27. Dezember 2013, 21:08 Uhr

Ver.di klagt gegen Sonntagsöffnung

Gießen (pm). Die Gewerkschaft ver.di hat Widerspruch gegen die Genehmigung der Sonntagsöffnung am 5. Januar 2014 in Gießen eingelegt.
27. Dezember 2013, 21:08 Uhr

Rechtsanwalt Friedrich Kühn, der die Hessische Allianz für den freien Sonntag schon mehrfach erfolgreich vertrat, hat ein entsprechendes Klageschreiben an die Stadt Gießen verschickt. Der Widerspruch hat laut dem Anwalt aufschiebende Wirkung, so dass eine Öffnung am 5. Januar nicht zulässig sei. Da die Stadt auf den Widerspruch bisher nicht reagiert habe, fordert nun die Gewerkschaft über ihren Rechtsvertreter in einem zweiten Schreiben die Stadt auf, die erforderlichen aufsichtsrechtlichen Maßnahmen zu ergreifen, um eine widerrechtliche Öffnung von Geschäften am 5. Januar zu verhindern. Für den Fall, dass die Stadt auf diese Aufforderung nicht reagiert, kündigt ver.di weitere rechtliche Schritte an.
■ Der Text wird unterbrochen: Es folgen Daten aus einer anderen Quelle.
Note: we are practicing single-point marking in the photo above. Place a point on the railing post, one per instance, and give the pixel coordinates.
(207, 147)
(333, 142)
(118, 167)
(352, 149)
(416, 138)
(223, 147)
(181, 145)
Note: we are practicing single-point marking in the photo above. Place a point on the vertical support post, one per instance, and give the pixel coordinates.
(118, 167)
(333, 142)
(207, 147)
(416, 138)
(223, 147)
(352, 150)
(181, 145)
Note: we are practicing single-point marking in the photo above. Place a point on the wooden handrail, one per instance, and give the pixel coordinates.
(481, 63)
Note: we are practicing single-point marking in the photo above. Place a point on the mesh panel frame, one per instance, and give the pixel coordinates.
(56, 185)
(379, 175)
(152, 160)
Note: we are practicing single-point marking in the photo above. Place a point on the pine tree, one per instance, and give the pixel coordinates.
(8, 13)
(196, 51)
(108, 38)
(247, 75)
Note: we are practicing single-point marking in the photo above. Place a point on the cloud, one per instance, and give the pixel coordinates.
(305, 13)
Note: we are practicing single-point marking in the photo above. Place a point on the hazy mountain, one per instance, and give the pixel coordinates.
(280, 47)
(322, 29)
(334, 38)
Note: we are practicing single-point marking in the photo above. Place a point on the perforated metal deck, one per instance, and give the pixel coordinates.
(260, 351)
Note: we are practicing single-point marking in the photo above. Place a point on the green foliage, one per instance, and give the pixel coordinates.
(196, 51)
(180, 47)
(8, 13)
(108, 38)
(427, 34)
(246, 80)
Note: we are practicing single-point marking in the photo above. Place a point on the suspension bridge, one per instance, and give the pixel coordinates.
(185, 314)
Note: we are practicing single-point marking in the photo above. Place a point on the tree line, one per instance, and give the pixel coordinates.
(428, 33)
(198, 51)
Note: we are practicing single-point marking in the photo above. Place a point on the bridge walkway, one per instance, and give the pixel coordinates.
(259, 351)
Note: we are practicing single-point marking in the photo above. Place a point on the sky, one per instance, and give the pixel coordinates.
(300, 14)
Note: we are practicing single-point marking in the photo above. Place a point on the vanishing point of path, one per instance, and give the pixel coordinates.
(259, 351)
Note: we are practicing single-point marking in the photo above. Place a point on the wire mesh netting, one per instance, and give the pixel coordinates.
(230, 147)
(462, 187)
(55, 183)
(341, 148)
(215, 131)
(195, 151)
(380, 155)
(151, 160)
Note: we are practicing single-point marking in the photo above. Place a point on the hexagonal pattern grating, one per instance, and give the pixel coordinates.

Die Gewerkschaft hält die Ausnahmegenehmigung der Stadt für rechtswidrig. Aus den Veröffentlichungen zur ›Neujahrsbegrüßung» ergebe sich, dass die Voraussetzungen nicht erfüllt seien. Das Bundesverfassungsgericht habe dazu eindeutige Kriterien festgelegt. Als Mitglied der Allianz für den freien Sonntag hatte ver. di in Hessen schon erfolgreich gegen Allgemeinverfügungen anderer Gemeinden geklagt. »Was die Verwaltungsgerichte dort in ihre Urteilen hineingeschrieben haben, macht uns sehr viel Mut, dass wir auch gute Chancen für ein Verbot in Gießen haben«, so Joachim Haucke von der Gewerkschaft ver.di. Es handele sich um eine reine Verkaufsveranstaltung der ortsansässigen Einzelhändler ohne eigenes Marktgeschehen. Es werde sogar als »Neujahrsshopping« beworben. Genau dies habe aber das Bundesverfassungsgericht als Anlass für eine Sonntagsöffnung untersagt.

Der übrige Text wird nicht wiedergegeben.